Por Enrique de Diego
Diario de América
El comunismo ha demostrado la misma compulsiva capacidad para asesinar como para mentir. Ambos instintos maléficos han ido de la mano. Han sido maestros en la tortura y el homicidio, en la misma medida que en la propaganda. Durante décadas dominaron buena parte de los medios de comunicación occidentales y los foros universitarios. De hecho, la caída del Muro de Berlín fue una sorpresa, porque lo que se enseñaba en Occidente era que, tras el telón de acero, no había paro ni inflación y todo iba a las mil maravillas.
Cuando Solzhenitsyn vino a España y denunció el archipiélago GULAG, los campos de trabajo y de exterminio soviético el entonces pope de la izquierda española, Juan Benet escribió que “de no existir los campos de exterminio habría que crearlos para llevar a personas como Solzhenitsyn”. Todavía hoy ser comunista o haber sido comunista vende.
Tras la caída del Muro, se ha hablado muy poco de los genocidios perpetrados por los partidos comunistas.
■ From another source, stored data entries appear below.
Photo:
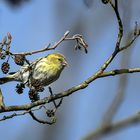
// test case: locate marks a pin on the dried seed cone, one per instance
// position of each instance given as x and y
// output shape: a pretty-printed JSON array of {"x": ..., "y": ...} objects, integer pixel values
[
  {"x": 5, "y": 67},
  {"x": 19, "y": 88},
  {"x": 33, "y": 95},
  {"x": 19, "y": 59}
]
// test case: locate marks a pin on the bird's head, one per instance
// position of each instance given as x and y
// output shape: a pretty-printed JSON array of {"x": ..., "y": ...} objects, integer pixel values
[{"x": 57, "y": 59}]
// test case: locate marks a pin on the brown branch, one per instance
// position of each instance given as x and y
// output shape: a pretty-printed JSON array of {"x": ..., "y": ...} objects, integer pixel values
[
  {"x": 117, "y": 126},
  {"x": 67, "y": 92},
  {"x": 63, "y": 38},
  {"x": 39, "y": 120}
]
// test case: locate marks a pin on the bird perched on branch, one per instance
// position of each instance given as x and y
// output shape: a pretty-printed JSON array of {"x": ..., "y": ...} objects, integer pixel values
[{"x": 42, "y": 71}]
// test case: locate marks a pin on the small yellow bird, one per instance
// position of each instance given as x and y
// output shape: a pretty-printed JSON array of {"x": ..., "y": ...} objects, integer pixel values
[{"x": 44, "y": 70}]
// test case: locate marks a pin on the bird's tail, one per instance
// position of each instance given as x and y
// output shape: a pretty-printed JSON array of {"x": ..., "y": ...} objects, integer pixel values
[{"x": 6, "y": 79}]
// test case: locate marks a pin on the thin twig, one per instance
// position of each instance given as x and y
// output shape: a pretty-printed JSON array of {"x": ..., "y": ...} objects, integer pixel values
[
  {"x": 67, "y": 92},
  {"x": 39, "y": 120}
]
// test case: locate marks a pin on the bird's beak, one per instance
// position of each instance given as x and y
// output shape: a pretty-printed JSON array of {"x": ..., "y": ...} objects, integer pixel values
[{"x": 65, "y": 63}]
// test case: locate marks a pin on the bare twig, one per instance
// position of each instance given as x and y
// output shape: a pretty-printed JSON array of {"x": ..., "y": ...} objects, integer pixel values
[
  {"x": 39, "y": 120},
  {"x": 67, "y": 92}
]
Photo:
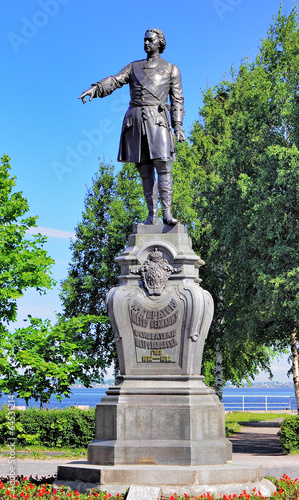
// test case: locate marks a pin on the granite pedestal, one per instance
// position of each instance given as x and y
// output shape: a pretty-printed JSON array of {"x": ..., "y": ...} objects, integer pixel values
[{"x": 160, "y": 425}]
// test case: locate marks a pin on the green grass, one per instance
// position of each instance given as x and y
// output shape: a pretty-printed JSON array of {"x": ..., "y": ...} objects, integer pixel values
[
  {"x": 234, "y": 420},
  {"x": 42, "y": 452}
]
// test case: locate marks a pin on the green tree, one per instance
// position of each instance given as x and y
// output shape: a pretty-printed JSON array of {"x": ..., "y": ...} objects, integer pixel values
[
  {"x": 251, "y": 126},
  {"x": 23, "y": 262},
  {"x": 46, "y": 360},
  {"x": 112, "y": 205}
]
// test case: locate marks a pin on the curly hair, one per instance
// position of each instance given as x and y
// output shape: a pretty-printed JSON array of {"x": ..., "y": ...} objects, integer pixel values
[{"x": 161, "y": 37}]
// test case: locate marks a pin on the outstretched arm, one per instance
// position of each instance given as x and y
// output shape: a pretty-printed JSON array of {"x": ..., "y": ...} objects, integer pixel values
[
  {"x": 177, "y": 104},
  {"x": 107, "y": 85},
  {"x": 92, "y": 92}
]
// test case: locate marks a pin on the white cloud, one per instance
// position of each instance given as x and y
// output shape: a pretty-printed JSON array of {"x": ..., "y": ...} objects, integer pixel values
[{"x": 51, "y": 233}]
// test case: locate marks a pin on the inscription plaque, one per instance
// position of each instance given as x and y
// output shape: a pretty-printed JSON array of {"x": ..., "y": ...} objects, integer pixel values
[{"x": 155, "y": 332}]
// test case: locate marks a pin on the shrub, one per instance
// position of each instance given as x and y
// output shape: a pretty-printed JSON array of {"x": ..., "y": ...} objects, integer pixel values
[
  {"x": 69, "y": 428},
  {"x": 289, "y": 434}
]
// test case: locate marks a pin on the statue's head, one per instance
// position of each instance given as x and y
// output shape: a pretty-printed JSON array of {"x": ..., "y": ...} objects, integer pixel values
[{"x": 161, "y": 37}]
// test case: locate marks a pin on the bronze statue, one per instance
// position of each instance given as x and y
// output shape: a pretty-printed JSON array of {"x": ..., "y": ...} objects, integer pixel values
[{"x": 146, "y": 136}]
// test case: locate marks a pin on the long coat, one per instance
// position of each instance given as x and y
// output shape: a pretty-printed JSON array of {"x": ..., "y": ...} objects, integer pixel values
[{"x": 151, "y": 82}]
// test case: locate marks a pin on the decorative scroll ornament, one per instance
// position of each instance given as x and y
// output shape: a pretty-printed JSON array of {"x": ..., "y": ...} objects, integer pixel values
[{"x": 155, "y": 272}]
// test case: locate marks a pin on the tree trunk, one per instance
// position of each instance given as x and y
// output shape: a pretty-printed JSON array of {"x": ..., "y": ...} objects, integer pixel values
[
  {"x": 219, "y": 373},
  {"x": 295, "y": 366}
]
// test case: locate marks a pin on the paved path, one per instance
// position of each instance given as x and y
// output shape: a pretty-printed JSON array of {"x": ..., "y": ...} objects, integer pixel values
[{"x": 257, "y": 443}]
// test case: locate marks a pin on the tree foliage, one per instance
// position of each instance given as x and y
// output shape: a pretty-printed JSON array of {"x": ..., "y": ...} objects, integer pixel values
[
  {"x": 112, "y": 205},
  {"x": 249, "y": 128},
  {"x": 23, "y": 262},
  {"x": 46, "y": 360}
]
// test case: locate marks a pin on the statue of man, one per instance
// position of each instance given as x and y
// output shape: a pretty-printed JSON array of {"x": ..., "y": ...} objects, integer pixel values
[{"x": 146, "y": 136}]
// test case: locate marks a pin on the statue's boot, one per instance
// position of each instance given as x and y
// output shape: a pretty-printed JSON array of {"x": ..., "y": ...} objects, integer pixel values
[
  {"x": 150, "y": 192},
  {"x": 165, "y": 191}
]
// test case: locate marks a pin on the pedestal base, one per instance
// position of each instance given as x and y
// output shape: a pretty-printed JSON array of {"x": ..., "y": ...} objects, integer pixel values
[
  {"x": 225, "y": 479},
  {"x": 160, "y": 420}
]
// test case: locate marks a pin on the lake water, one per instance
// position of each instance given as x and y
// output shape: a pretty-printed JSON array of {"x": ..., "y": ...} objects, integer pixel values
[{"x": 248, "y": 398}]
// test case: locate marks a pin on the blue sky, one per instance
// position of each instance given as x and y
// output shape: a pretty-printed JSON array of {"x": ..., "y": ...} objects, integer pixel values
[{"x": 52, "y": 50}]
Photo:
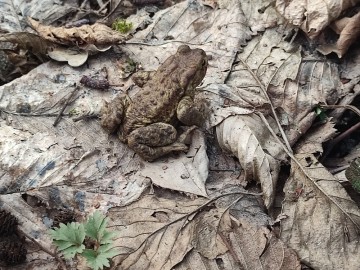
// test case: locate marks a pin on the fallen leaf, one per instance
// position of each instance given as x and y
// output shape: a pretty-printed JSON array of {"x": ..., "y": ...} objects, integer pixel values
[
  {"x": 74, "y": 58},
  {"x": 312, "y": 141},
  {"x": 86, "y": 34},
  {"x": 186, "y": 173},
  {"x": 322, "y": 221},
  {"x": 312, "y": 16},
  {"x": 15, "y": 12},
  {"x": 171, "y": 228},
  {"x": 349, "y": 31}
]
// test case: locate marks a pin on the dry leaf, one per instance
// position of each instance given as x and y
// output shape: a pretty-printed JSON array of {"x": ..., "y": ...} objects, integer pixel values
[
  {"x": 246, "y": 136},
  {"x": 317, "y": 82},
  {"x": 172, "y": 227},
  {"x": 253, "y": 146},
  {"x": 186, "y": 173},
  {"x": 312, "y": 16},
  {"x": 258, "y": 248},
  {"x": 323, "y": 222},
  {"x": 74, "y": 58},
  {"x": 85, "y": 34},
  {"x": 14, "y": 12},
  {"x": 312, "y": 141},
  {"x": 349, "y": 31}
]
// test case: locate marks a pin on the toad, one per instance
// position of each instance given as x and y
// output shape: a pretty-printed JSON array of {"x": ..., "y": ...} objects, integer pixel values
[{"x": 147, "y": 122}]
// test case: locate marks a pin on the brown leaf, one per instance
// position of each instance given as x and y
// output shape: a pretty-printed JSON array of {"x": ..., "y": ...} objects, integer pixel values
[
  {"x": 322, "y": 222},
  {"x": 349, "y": 30},
  {"x": 242, "y": 136},
  {"x": 157, "y": 233},
  {"x": 86, "y": 34},
  {"x": 312, "y": 16},
  {"x": 187, "y": 172},
  {"x": 315, "y": 137},
  {"x": 317, "y": 82},
  {"x": 258, "y": 248}
]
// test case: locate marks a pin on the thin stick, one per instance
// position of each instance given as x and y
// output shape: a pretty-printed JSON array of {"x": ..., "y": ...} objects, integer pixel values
[
  {"x": 67, "y": 102},
  {"x": 46, "y": 250}
]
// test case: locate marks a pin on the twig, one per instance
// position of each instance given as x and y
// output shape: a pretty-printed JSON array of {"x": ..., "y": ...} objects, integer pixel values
[
  {"x": 349, "y": 107},
  {"x": 262, "y": 87},
  {"x": 31, "y": 114},
  {"x": 85, "y": 117},
  {"x": 67, "y": 102},
  {"x": 46, "y": 250}
]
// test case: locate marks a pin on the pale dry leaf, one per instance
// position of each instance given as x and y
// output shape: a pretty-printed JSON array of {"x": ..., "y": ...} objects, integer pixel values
[
  {"x": 312, "y": 141},
  {"x": 246, "y": 136},
  {"x": 312, "y": 16},
  {"x": 86, "y": 34},
  {"x": 322, "y": 222},
  {"x": 218, "y": 32},
  {"x": 30, "y": 223},
  {"x": 75, "y": 165},
  {"x": 74, "y": 58},
  {"x": 260, "y": 15},
  {"x": 253, "y": 146},
  {"x": 157, "y": 233},
  {"x": 14, "y": 12},
  {"x": 186, "y": 173},
  {"x": 258, "y": 248},
  {"x": 349, "y": 31},
  {"x": 26, "y": 41},
  {"x": 317, "y": 82}
]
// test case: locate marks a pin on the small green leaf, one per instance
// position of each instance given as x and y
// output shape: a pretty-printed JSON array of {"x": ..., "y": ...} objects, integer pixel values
[
  {"x": 71, "y": 251},
  {"x": 69, "y": 238},
  {"x": 96, "y": 260},
  {"x": 107, "y": 237},
  {"x": 95, "y": 226},
  {"x": 108, "y": 250}
]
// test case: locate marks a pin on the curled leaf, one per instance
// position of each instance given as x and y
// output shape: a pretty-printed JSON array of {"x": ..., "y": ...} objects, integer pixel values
[{"x": 85, "y": 34}]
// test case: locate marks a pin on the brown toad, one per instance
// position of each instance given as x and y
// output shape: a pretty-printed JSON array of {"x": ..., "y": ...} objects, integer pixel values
[{"x": 146, "y": 123}]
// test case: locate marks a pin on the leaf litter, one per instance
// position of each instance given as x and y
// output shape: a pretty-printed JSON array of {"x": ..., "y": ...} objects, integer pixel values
[{"x": 260, "y": 101}]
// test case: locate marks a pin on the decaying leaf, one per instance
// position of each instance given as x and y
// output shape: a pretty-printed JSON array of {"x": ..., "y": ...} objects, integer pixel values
[
  {"x": 322, "y": 222},
  {"x": 246, "y": 136},
  {"x": 187, "y": 173},
  {"x": 242, "y": 136},
  {"x": 171, "y": 228},
  {"x": 315, "y": 137},
  {"x": 20, "y": 52},
  {"x": 14, "y": 13},
  {"x": 86, "y": 34},
  {"x": 74, "y": 58},
  {"x": 312, "y": 16},
  {"x": 349, "y": 31},
  {"x": 230, "y": 227},
  {"x": 317, "y": 82}
]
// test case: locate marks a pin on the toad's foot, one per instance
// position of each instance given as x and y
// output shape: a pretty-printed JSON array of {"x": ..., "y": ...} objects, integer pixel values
[
  {"x": 155, "y": 140},
  {"x": 188, "y": 113},
  {"x": 112, "y": 113}
]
No hay películas, ni reportajes, apenas unos pocos libros, casi siempre silenciados. Y eso que los comunistas han sido la secta de asesinos mayor que ha conocido la historia, la más destructiva, y ello sin excepción ninguna. No ha habido tal cosa como el comunismo con rostro humano. Casi todos los tiranos comunistas han dejado chiquito a Hitler. Pol Pot, por ejemplo, asesinó a uno de cada cuatro camboyanos, a dos millones de una población de ocho. De Stalin sabemos algo más porque hizo purgas y asesinó a comunistas y eso lo denunció Kruchev en el XXX Congreso del PCUS. El genocidio perpetrado por Menghistu en Etiopía se vendió como sequía y es notorio el encandilamiento de toda la izquierda con la pulsión criminal de Castro. En España, Santiago Carrillo ha sido el mayor criminal de nuestra historia. Ceaucescu, su mentor, terminó sus días matando y abriendo fosas comunes en Timisoara.
Aún hoy en día vemos al tarugán histriónico de Hugo Chávez tratando de imponer una tiranía comunista o a Evo Morales o a Correa o a Daniel Ortega, y cómo se informa muy poco de sus tropelías y de sus agresiones a la libertad.
La conjura de silencio respecto a los crímenes comunistas persiste hoy, respecto a aquellas naciones donde siguen en el poder. Se calcula que más de dos millones de coreanos, un millón de ellos niños, murieron en la última hambruna en Corea del Norte.
Ya dijo Stalin que matar a una persona es un asesinato y a un millón una estadística. La historia del comunismo es una concatenación de estadísticas. Y no ha terminado. Se estima que el Partido Comunista Chino, en su historia, ha asesinado a cerca de ochenta millones de personas. Mao, en el ranking de los asesinos en serie, ha superado a Hitler y Stalin, juntos, y seguramente a todos los criminales de la historia. No hablamos de ayer, sino de hoy. El Partido Comunista Chino mantiene abiertos hoy en día campos de trabajo.
Y sigue asesinando. El mundo, sin embargo, se dispone a vivir la hipocresía de la celebración de los Juegos Olímpicos de Pekín. Por de pronto, los periodistas son obligados, a lo que se prestan, a firmar un documento de que no harán críticas al régimen.
Me acuso de haber asumido durante tiempo algunas de las ideas simples de la propaganda sobre China: que están evolucionando hacia el capitalismo, que quizás sea mejor mirar para otra parte en cuestión de derechos humanos. Voy a corregir tan lamentables errores en cuatro entregas, en las que pasaré revista a la historia criminal del comunismo en China.
China se merece un futuro de libertad.